What is the purpose of this 0.8x wide angle? I mean, you get wider image, but isn't that the same if I just go some steps back?

Where I would use it? I guess it pays of for shots in nature, when subject is far away? Or? Where I would use it?

  • 2
    \$\begingroup\$ What are you supposed to do if there is a wall/cliff/other obstacle behind you and you can't just take some steps back? \$\endgroup\$ May 1, 2016 at 20:27
  • \$\begingroup\$ @whatsisname - agree, thats why I said 'shots in nature', so going back few steps is not so possible. But besides that? \$\endgroup\$
    – igor
    May 1, 2016 at 20:28
  • \$\begingroup\$ I have always said that Fujifilm should have skipped the 0.8× wide-angle converter and made a 0.66× one instead. 0.8× doesn't differentiate itself enough from the base focal length IMO \$\endgroup\$
    – osullic
    May 1, 2016 at 21:04

2 Answers 2


What is the purpose of this 0.8x wide angle? I mean, you get wider image, but isn't that the same if I just go some steps back?

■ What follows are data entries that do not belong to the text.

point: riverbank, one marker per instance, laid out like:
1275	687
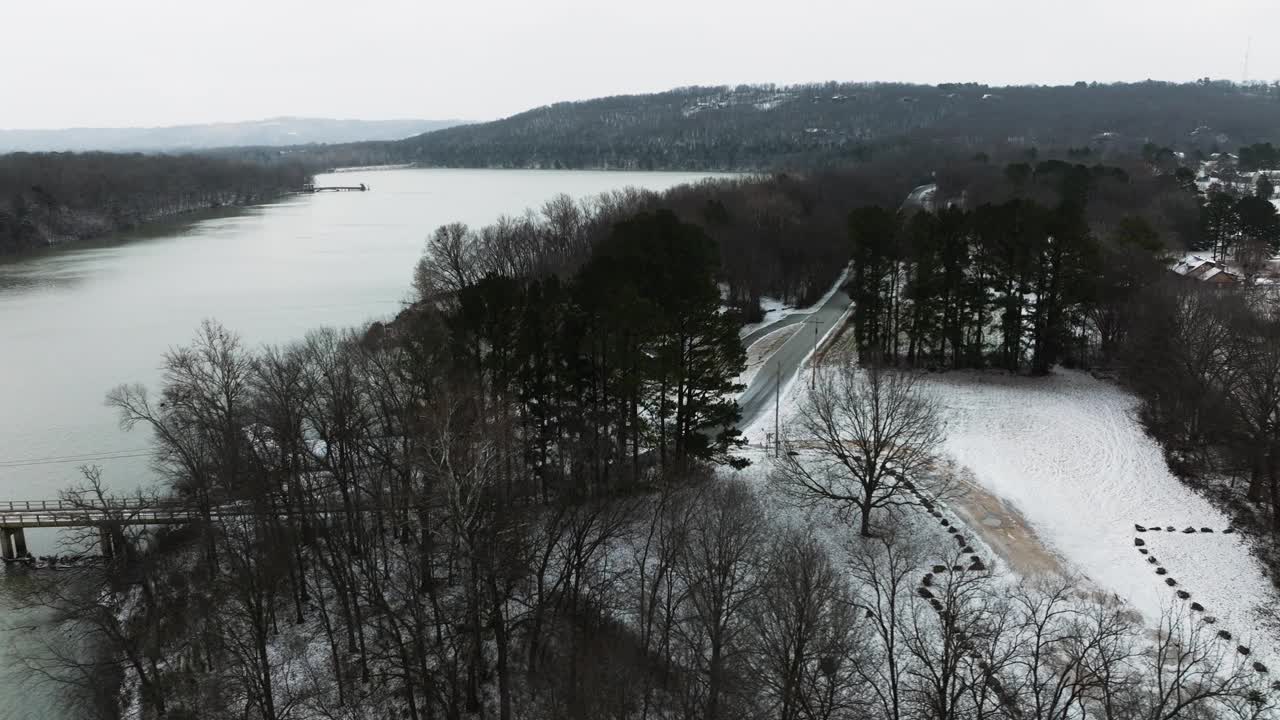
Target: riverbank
158	226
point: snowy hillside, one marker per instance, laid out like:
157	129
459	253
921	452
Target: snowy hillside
1066	451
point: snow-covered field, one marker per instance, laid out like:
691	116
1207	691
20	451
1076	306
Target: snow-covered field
1068	452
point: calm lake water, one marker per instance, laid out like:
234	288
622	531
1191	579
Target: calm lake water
76	323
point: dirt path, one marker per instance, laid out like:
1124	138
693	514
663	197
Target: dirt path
1001	527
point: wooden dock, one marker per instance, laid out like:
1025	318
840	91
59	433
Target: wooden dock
360	187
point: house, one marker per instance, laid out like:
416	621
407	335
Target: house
1203	269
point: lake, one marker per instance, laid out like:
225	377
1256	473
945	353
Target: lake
77	322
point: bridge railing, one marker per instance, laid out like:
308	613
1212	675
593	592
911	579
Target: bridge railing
62	505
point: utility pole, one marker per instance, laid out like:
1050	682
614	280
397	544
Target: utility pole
777	402
813	358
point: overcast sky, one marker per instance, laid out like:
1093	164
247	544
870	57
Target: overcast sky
108	63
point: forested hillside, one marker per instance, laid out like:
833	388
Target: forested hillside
54	197
767	127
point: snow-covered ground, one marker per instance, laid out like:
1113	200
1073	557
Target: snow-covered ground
1068	455
1068	452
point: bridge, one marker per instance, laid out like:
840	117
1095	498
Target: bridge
16	516
360	187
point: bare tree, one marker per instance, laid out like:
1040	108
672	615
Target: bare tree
1191	671
805	633
721	566
449	263
862	441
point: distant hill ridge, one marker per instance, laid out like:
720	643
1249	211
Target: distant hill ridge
768	127
272	132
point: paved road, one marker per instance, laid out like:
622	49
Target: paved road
758	395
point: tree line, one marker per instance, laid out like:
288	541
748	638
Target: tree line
55	197
506	502
768	127
1022	285
396	555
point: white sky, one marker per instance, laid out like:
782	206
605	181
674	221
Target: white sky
109	63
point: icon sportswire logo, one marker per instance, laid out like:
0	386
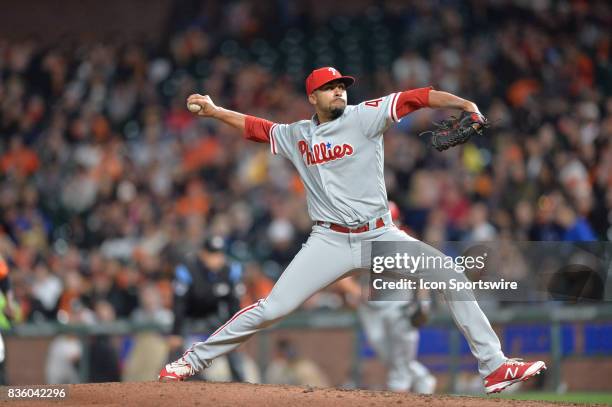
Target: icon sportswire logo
324	152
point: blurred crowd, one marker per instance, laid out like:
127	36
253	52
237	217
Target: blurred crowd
106	179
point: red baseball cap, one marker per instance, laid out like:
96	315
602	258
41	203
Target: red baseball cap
321	76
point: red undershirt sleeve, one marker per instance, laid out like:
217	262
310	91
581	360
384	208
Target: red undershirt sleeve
411	100
257	130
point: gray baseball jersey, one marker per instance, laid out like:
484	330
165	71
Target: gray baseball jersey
341	165
341	162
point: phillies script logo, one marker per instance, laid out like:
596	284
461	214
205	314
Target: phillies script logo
322	152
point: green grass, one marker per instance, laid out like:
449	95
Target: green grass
587	398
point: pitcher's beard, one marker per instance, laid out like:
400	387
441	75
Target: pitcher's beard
336	112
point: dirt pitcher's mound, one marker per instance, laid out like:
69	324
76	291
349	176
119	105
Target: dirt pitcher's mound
254	395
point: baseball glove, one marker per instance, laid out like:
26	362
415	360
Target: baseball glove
456	130
419	317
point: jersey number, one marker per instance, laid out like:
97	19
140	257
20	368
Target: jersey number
373	103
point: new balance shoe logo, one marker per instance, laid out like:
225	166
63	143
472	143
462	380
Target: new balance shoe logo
511	374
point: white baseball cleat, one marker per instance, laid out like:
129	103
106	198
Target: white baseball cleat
176	371
510	372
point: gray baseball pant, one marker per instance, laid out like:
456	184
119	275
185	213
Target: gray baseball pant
327	256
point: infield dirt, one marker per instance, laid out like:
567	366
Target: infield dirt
244	394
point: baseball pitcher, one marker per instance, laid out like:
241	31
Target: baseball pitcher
338	154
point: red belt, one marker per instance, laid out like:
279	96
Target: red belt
343	229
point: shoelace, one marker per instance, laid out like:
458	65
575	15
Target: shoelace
183	363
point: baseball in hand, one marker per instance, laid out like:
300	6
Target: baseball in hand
194	108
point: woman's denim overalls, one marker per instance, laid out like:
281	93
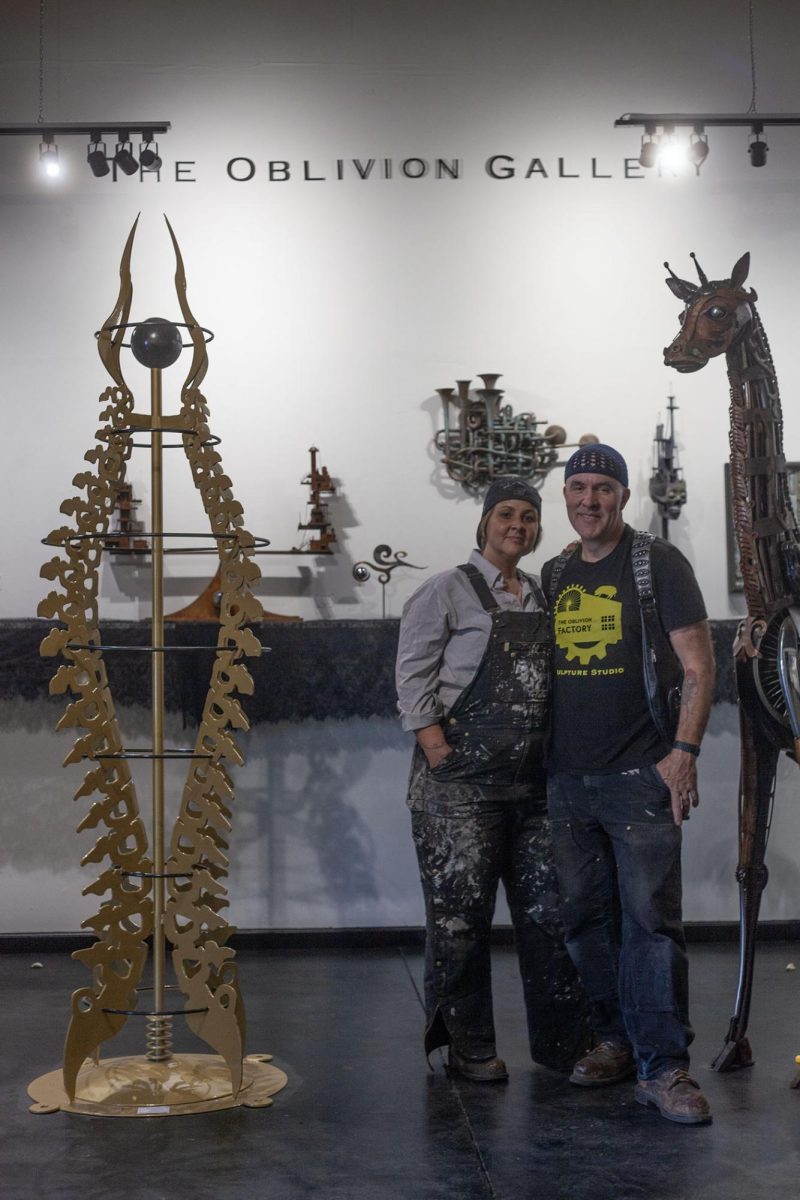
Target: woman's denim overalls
479	817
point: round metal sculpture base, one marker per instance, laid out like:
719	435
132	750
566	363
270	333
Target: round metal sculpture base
138	1087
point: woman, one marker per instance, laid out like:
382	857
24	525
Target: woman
473	683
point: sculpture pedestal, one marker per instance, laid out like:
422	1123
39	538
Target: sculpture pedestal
137	1087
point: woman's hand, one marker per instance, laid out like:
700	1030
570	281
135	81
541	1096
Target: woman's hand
433	744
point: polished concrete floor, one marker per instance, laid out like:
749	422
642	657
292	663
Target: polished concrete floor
364	1119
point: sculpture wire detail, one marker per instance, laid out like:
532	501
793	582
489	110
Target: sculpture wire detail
175	894
667	483
488	441
720	317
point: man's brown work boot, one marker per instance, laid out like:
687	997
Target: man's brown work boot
609	1062
677	1096
480	1071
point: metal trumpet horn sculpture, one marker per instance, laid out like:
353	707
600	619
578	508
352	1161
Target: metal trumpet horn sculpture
384	565
488	441
173	894
720	318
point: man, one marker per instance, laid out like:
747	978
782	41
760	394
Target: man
623	779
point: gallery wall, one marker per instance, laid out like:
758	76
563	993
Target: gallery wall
341	304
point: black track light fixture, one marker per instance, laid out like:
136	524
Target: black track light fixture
757	148
659	125
48	156
124	154
649	150
698	147
149	156
96	155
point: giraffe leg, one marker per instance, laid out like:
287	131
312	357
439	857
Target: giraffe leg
756	791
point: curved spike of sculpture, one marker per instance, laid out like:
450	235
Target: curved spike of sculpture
110	340
194	876
722	319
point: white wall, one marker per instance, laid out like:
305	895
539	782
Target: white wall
340	306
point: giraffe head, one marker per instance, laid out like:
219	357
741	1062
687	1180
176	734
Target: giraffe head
715	315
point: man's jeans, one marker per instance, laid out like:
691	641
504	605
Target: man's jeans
618	859
465	844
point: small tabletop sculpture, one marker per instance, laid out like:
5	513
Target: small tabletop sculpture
174	894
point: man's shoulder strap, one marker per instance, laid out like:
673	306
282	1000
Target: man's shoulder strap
642	567
555	574
641	564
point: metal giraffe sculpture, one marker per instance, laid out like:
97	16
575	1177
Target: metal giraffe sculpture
174	894
720	318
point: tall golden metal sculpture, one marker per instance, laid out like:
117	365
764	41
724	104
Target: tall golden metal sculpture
174	898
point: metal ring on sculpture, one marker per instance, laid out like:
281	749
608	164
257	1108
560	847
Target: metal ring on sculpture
149	533
208	335
146	649
140	753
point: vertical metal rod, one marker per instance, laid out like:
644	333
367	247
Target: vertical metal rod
157	694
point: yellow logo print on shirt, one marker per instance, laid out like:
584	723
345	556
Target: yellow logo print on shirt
585	625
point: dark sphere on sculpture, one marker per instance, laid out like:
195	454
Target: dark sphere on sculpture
156	342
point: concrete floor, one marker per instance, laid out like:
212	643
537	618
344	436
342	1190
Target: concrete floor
364	1117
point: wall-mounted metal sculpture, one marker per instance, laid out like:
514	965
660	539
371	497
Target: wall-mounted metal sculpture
319	484
173	894
667	483
126	538
487	441
384	565
721	317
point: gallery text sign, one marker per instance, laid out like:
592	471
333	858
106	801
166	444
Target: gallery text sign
503	167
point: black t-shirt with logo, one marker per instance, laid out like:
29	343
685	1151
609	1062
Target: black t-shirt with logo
601	719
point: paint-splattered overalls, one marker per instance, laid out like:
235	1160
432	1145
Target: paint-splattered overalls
479	817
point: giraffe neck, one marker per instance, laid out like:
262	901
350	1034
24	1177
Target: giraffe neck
763	519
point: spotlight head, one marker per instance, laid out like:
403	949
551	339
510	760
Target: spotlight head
96	157
757	149
648	153
156	342
149	157
48	156
124	157
672	155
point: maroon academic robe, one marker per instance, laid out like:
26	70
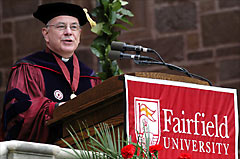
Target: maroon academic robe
29	100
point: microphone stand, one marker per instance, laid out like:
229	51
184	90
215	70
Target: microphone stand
173	67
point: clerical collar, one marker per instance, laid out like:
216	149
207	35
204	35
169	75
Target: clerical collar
62	58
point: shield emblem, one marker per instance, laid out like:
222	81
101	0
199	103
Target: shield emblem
147	119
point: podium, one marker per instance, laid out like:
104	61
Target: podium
105	103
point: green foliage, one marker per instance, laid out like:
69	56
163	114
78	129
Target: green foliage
110	15
103	144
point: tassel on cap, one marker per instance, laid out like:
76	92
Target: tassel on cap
92	22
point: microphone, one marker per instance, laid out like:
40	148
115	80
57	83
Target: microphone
120	46
114	55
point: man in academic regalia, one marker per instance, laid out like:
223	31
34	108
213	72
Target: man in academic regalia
44	80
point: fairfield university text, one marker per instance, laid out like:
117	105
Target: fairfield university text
197	126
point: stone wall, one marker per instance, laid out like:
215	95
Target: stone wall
201	35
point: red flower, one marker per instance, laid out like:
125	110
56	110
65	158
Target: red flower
184	156
155	148
128	151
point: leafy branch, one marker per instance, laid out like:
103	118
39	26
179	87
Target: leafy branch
110	15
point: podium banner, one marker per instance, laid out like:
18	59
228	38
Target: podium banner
184	118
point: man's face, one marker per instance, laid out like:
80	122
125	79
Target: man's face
62	35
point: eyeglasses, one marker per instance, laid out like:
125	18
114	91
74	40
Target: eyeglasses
63	26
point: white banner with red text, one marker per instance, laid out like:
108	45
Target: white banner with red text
182	117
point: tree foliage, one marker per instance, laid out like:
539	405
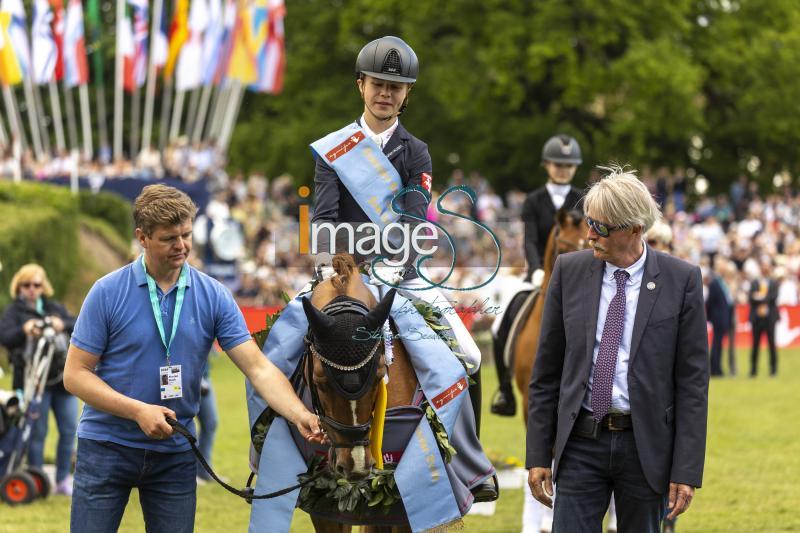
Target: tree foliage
707	84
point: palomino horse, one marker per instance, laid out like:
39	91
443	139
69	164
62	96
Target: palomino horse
343	372
568	235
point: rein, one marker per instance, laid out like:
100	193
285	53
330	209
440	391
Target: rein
247	493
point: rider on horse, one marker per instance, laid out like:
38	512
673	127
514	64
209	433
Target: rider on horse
386	70
561	156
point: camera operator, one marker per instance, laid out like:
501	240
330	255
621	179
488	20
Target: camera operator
22	324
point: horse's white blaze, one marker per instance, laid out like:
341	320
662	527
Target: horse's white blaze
358	454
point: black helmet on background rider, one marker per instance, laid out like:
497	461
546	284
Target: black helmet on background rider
388	58
562	149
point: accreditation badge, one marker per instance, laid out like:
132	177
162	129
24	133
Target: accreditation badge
171	383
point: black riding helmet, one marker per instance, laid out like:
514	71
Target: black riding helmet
562	149
388	58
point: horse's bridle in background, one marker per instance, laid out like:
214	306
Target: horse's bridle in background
358	435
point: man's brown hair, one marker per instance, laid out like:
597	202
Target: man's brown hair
161	205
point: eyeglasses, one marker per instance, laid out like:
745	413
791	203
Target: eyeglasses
604	230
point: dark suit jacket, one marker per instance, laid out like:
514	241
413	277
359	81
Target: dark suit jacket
771	300
718	309
667	372
539	216
334	203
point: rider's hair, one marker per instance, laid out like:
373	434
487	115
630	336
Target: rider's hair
621	199
30	272
161	205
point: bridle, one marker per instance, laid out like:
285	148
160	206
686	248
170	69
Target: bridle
356	434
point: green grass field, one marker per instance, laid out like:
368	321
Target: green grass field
751	477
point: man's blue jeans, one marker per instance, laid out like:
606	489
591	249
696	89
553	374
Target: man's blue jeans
588	473
105	474
65	407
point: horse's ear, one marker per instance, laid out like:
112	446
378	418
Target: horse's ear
317	320
378	315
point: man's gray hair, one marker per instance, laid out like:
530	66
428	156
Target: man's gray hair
621	199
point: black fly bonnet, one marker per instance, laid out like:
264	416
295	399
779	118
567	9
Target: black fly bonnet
346	337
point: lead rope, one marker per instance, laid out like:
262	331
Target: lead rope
248	492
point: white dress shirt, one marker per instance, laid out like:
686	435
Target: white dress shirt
620	401
380	138
558	193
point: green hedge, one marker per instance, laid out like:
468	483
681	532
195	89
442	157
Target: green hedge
112	208
43	235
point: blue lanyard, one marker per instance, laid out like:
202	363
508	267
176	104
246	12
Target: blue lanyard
151	287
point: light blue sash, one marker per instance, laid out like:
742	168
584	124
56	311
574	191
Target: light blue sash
421	476
364	169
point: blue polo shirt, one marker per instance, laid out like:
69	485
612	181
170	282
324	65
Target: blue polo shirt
116	324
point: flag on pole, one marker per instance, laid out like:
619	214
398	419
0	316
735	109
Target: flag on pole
58	36
189	74
220	71
76	69
250	33
178	33
161	51
135	59
271	58
45	53
10	72
18	33
212	40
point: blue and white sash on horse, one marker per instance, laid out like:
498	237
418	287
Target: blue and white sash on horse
364	169
421	476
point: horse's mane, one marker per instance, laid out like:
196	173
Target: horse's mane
343	265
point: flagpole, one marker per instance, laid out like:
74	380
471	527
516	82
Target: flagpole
118	84
199	124
150	91
230	120
191	115
86	121
177	111
72	128
55	105
223	98
14	117
135	117
3	134
33	119
166	103
45	133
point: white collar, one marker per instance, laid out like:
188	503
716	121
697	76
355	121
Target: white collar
632	270
381	139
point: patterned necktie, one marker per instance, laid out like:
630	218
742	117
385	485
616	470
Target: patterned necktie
606	363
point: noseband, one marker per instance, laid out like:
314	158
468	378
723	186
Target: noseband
357	435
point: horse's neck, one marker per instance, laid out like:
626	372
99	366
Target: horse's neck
402	378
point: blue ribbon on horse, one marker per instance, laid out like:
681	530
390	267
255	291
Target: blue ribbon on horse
420	475
358	161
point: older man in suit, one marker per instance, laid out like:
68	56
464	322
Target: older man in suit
619	391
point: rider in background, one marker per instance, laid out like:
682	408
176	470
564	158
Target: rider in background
20	325
561	156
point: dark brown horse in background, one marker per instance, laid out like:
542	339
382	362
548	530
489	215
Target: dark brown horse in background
568	235
345	418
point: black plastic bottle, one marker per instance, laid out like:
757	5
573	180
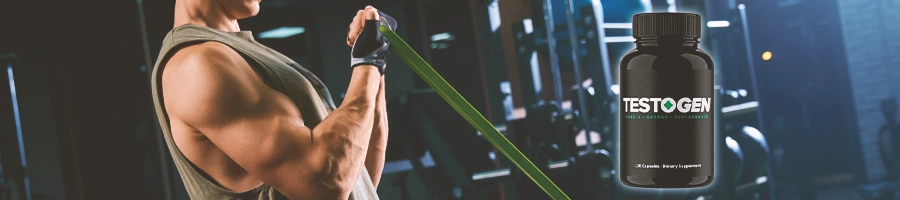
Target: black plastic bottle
666	105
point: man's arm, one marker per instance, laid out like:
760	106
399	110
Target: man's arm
378	142
211	88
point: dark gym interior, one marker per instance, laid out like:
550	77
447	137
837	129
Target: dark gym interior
807	95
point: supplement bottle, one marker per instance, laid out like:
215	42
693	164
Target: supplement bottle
666	105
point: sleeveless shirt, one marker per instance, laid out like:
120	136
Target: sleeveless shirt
281	73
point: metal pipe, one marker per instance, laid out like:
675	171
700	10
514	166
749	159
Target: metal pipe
755	87
551	49
502	173
160	144
19	137
573	41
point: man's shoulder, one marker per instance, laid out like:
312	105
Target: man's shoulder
204	54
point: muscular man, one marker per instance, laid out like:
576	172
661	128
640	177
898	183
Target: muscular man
243	121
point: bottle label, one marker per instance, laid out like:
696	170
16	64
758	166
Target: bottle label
666	119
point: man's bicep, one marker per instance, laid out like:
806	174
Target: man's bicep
257	127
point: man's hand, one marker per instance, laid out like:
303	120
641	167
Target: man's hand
369	47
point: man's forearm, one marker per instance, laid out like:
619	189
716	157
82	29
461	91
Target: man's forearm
344	135
378	142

No, it is not the same. A wider angle lens (whether due to a front-attached wide-angle converter like this or simply from a lens with a wider focal length) has a wider angle of view, fitting more into the frame, but perspective is solely dependent on where you stand (that is, where the camera is in relation to the subject).

If you stand in the same place but switch to a wider angle, the center area of the image will be (ignoring some likely detail loss) exactly the same as the whole frame with a narrower lens. If, instead, you step back to get more in the frame, the relationship between closer and further parts of the scene will actually look different. So, a wider-angle lens lets you get a composition you just can't get otherwise — whether or not the environment gives you room to move.

For more, see What does the term "sneaker zoom" mean?, What is "angle of view" in photography?, and especially What's the difference between zooming in on a subject vs moving closer?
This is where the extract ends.